A senior, O'Toole comes to Butler with the rich swimming background of the North Baltimore Swim Club, which is famous for producing 19 Olympic medal winners, including Michael Phelps.

In contrast, the Golden Tornado swim program is younger. It's a program that has recently built a participation base and is becoming competitive in the WPIAL. And a convergence of coaching, talent and program growth has made O'Toole's transfer a win-win situation.

A few weeks ago, O'Toole used her speed to make a major splash at North Allegheny, breaking a pool record in the 100-yard breaststroke that she had set as an eighth-grade swimmer with the Fox Chapel Swim Club in 2009. But on Jan. 14, O'Toole was coming off a few weeks of hard training.

"I wasn't feeling very well in the water that day," O'Toole said. "I was just really tired from training."

Butler coach Dave Bocci was understanding, yet pragmatic.

"I told her it doesn't matter how you feel, you just have to be big in these races," Bocci said. "And she blew it out."

O'Toole swam the event in 1:04, dropping a second from her time in 2009. She also set a North Allegheny pool record in the 200-yard individual medley at 2:05.4.

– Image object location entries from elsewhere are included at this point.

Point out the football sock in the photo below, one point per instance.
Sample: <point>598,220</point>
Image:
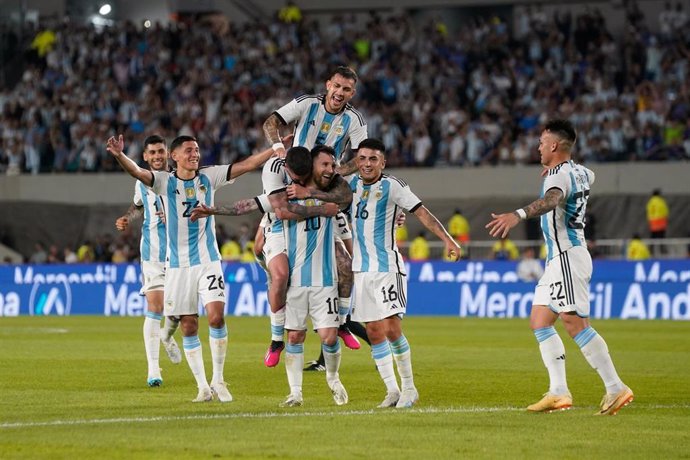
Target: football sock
<point>381,352</point>
<point>343,309</point>
<point>294,361</point>
<point>331,356</point>
<point>218,339</point>
<point>152,343</point>
<point>169,327</point>
<point>553,354</point>
<point>278,324</point>
<point>195,359</point>
<point>403,359</point>
<point>596,353</point>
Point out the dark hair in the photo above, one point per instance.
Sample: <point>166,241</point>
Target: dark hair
<point>320,148</point>
<point>153,139</point>
<point>346,72</point>
<point>373,144</point>
<point>179,140</point>
<point>298,159</point>
<point>563,129</point>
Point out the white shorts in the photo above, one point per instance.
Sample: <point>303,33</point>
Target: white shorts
<point>564,286</point>
<point>378,296</point>
<point>184,287</point>
<point>274,244</point>
<point>152,276</point>
<point>321,303</point>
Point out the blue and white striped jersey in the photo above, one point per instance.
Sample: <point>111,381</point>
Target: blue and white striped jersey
<point>315,125</point>
<point>274,179</point>
<point>153,240</point>
<point>563,227</point>
<point>374,210</point>
<point>311,250</point>
<point>190,243</point>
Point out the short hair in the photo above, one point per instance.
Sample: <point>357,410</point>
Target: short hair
<point>320,148</point>
<point>298,159</point>
<point>346,72</point>
<point>374,144</point>
<point>179,140</point>
<point>563,129</point>
<point>153,139</point>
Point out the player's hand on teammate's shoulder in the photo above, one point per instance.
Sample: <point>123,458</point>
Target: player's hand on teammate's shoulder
<point>330,209</point>
<point>201,211</point>
<point>298,192</point>
<point>500,224</point>
<point>115,145</point>
<point>122,223</point>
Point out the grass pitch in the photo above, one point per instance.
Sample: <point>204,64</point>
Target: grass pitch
<point>75,387</point>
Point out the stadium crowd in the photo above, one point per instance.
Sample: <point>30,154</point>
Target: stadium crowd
<point>435,98</point>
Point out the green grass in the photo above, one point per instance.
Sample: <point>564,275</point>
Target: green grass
<point>75,388</point>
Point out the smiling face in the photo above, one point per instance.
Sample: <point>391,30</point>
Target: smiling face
<point>370,164</point>
<point>187,158</point>
<point>156,155</point>
<point>548,147</point>
<point>324,170</point>
<point>339,91</point>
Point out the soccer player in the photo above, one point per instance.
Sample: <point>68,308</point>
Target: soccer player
<point>563,290</point>
<point>152,249</point>
<point>193,269</point>
<point>327,119</point>
<point>380,278</point>
<point>313,287</point>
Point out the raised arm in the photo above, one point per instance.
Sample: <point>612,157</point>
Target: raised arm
<point>116,146</point>
<point>434,226</point>
<point>501,224</point>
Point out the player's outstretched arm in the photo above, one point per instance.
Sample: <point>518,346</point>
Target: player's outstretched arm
<point>250,163</point>
<point>116,146</point>
<point>238,208</point>
<point>434,226</point>
<point>134,212</point>
<point>501,224</point>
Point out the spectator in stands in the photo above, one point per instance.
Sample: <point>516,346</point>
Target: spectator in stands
<point>39,255</point>
<point>505,249</point>
<point>637,250</point>
<point>419,248</point>
<point>529,268</point>
<point>657,215</point>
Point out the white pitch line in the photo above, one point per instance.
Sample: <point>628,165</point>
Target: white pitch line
<point>260,415</point>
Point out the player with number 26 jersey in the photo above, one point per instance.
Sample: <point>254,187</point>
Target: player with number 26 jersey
<point>190,243</point>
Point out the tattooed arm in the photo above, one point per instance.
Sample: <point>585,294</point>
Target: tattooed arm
<point>501,224</point>
<point>134,212</point>
<point>340,193</point>
<point>238,208</point>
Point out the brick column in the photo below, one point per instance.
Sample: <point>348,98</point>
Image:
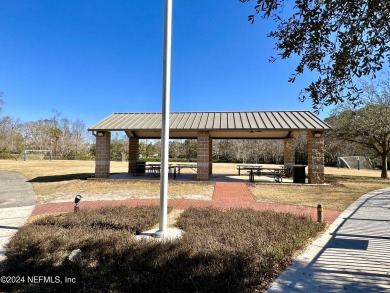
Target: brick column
<point>102,159</point>
<point>133,152</point>
<point>315,157</point>
<point>203,154</point>
<point>289,153</point>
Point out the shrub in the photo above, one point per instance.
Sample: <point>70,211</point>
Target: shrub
<point>239,250</point>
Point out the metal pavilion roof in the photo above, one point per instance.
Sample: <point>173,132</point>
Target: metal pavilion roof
<point>253,124</point>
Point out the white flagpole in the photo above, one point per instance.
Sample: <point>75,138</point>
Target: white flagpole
<point>166,95</point>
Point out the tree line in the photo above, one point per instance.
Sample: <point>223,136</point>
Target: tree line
<point>362,131</point>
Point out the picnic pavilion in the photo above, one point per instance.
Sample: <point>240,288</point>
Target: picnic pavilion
<point>206,126</point>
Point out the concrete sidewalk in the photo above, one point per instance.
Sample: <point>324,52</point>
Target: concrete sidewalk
<point>352,256</point>
<point>17,200</point>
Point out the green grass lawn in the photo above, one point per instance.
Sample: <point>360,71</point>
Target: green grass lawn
<point>237,250</point>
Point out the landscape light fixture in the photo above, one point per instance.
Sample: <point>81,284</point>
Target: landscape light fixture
<point>76,203</point>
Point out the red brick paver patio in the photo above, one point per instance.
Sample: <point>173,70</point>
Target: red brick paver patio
<point>226,195</point>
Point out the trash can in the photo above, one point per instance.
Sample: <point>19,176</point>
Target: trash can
<point>299,173</point>
<point>140,165</point>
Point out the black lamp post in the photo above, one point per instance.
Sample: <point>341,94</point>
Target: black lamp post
<point>76,203</point>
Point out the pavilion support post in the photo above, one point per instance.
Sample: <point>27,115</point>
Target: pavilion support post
<point>316,157</point>
<point>289,153</point>
<point>210,156</point>
<point>133,153</point>
<point>203,156</point>
<point>102,159</point>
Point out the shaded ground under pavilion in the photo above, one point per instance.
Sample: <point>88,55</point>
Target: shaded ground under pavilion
<point>206,126</point>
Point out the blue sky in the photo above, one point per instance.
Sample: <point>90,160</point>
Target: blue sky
<point>88,59</point>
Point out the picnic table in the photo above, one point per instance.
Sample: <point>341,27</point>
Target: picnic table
<point>177,168</point>
<point>155,168</point>
<point>278,173</point>
<point>247,167</point>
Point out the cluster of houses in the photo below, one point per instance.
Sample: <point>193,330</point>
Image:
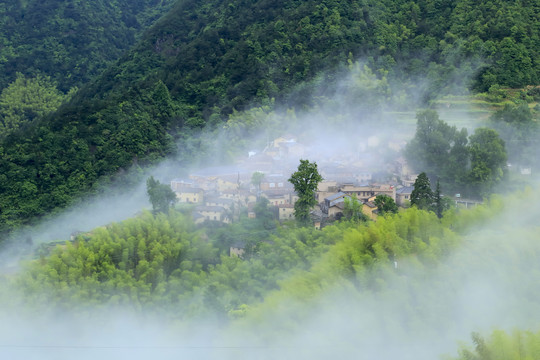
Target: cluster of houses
<point>219,194</point>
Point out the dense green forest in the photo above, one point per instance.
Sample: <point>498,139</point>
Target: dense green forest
<point>203,61</point>
<point>408,279</point>
<point>70,41</point>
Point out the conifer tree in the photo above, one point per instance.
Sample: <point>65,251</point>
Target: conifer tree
<point>305,182</point>
<point>422,195</point>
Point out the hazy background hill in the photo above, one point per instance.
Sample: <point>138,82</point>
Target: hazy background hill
<point>204,60</point>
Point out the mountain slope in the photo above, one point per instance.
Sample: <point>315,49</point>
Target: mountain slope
<point>205,59</point>
<point>71,41</point>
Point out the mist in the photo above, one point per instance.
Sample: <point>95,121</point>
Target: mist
<point>419,313</point>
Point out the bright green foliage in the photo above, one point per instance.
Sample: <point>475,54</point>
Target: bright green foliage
<point>501,345</point>
<point>27,99</point>
<point>214,59</point>
<point>160,195</point>
<point>385,204</point>
<point>305,181</point>
<point>422,195</point>
<point>162,264</point>
<point>488,159</point>
<point>129,264</point>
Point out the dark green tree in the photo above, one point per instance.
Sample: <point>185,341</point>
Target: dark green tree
<point>160,195</point>
<point>305,182</point>
<point>264,213</point>
<point>352,209</point>
<point>385,204</point>
<point>438,149</point>
<point>488,160</point>
<point>441,203</point>
<point>422,195</point>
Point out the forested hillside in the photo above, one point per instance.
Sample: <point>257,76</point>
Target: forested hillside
<point>205,60</point>
<point>69,41</point>
<point>410,283</point>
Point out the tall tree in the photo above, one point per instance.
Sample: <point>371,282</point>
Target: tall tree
<point>305,182</point>
<point>256,179</point>
<point>422,195</point>
<point>488,160</point>
<point>352,209</point>
<point>385,204</point>
<point>160,195</point>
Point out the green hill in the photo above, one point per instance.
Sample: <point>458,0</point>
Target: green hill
<point>70,41</point>
<point>203,60</point>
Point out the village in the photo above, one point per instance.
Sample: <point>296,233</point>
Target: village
<point>218,194</point>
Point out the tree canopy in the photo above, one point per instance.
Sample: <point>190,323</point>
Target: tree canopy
<point>305,181</point>
<point>160,195</point>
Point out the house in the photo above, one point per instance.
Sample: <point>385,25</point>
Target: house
<point>370,209</point>
<point>364,192</point>
<point>237,249</point>
<point>403,195</point>
<point>215,213</point>
<point>219,201</point>
<point>197,218</point>
<point>275,181</point>
<point>285,212</point>
<point>278,197</point>
<point>189,195</point>
<point>333,205</point>
<point>177,184</point>
<point>251,210</point>
<point>325,188</point>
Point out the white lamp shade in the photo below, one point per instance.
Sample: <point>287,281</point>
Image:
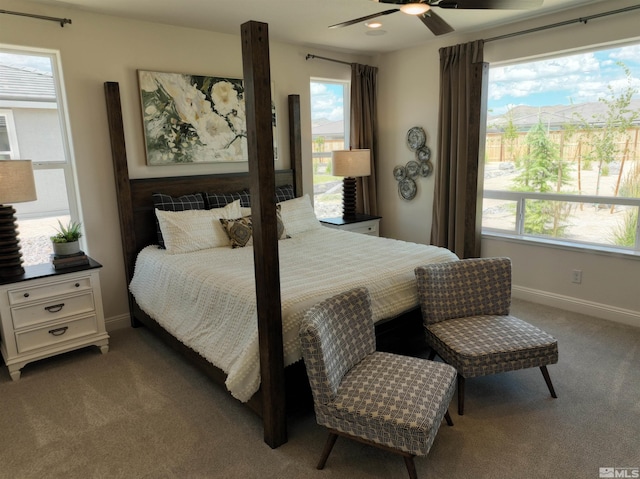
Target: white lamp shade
<point>351,163</point>
<point>16,182</point>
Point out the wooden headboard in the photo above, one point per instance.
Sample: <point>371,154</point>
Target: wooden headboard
<point>135,202</point>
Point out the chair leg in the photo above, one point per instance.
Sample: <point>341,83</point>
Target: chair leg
<point>448,418</point>
<point>547,379</point>
<point>460,394</point>
<point>411,467</point>
<point>328,446</point>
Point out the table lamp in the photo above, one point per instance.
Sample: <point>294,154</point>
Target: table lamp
<point>17,185</point>
<point>350,164</point>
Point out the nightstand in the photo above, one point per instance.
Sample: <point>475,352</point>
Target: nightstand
<point>46,312</point>
<point>365,224</point>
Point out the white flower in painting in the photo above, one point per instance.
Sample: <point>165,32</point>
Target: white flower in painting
<point>214,131</point>
<point>225,97</point>
<point>190,103</point>
<point>148,82</point>
<point>238,120</point>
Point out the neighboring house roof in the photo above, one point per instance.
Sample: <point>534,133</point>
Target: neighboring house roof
<point>25,84</point>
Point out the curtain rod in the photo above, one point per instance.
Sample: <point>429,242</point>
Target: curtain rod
<point>561,24</point>
<point>61,21</point>
<point>310,56</point>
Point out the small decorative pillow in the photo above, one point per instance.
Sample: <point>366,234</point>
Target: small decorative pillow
<point>298,215</point>
<point>169,203</point>
<point>240,230</point>
<point>219,200</point>
<point>193,230</point>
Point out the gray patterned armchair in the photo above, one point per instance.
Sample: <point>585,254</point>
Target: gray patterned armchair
<point>389,401</point>
<point>465,311</point>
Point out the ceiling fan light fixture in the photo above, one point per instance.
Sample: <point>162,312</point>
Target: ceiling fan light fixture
<point>414,8</point>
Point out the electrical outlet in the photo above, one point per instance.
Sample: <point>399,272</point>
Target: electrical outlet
<point>576,276</point>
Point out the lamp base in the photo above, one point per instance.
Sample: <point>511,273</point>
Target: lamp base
<point>349,195</point>
<point>10,254</point>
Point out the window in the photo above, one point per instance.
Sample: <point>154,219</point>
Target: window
<point>562,154</point>
<point>329,131</point>
<point>33,126</point>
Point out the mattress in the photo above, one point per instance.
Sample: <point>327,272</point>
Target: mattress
<point>206,298</point>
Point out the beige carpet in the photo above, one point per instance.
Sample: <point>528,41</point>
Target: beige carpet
<point>141,412</point>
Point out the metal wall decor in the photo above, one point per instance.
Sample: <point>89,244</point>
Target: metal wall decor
<point>420,167</point>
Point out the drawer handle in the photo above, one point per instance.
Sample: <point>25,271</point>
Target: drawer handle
<point>58,331</point>
<point>56,308</point>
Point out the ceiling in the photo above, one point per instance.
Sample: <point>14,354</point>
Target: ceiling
<point>306,21</point>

O'Toole was pushed as she set the records, but she said she doesn't need other swimmers to motivate her.

"You have to push yourself when you want to do your best. In the end it's your time that's going to be up on the board -- not someone else's," she said.

"I think [O'Toole] has had very good training in the past," Bocci said. "She's had very good teaching, all her stroke mechanics are solid -- that makes the IM a natural fit for her. She's a hard worker. Most importantly, she has the desire and heart to compete. You put all that together, and it's a formula for success."

O'Toole was swimming with North Baltimore while living with her mother for her first three years of high school. She did not swim for her high school team (Towson High School), because the North Baltimore club provided the intensity O'Toole needed to train for and swim in Olympic trials this past summer.

After the summer, O'Toole decided to move back to Butler with her father and swim for Butler's varsity program in preparation for the next phase of her life: college.

This swim season is also a return for Bocci to Butler. He coached the Tornado 13 years ago before becoming an assistant swimming coach with Duquesne University. But the Dukes cut the men's swimming program, motivating Bocci's eventual return to Butler.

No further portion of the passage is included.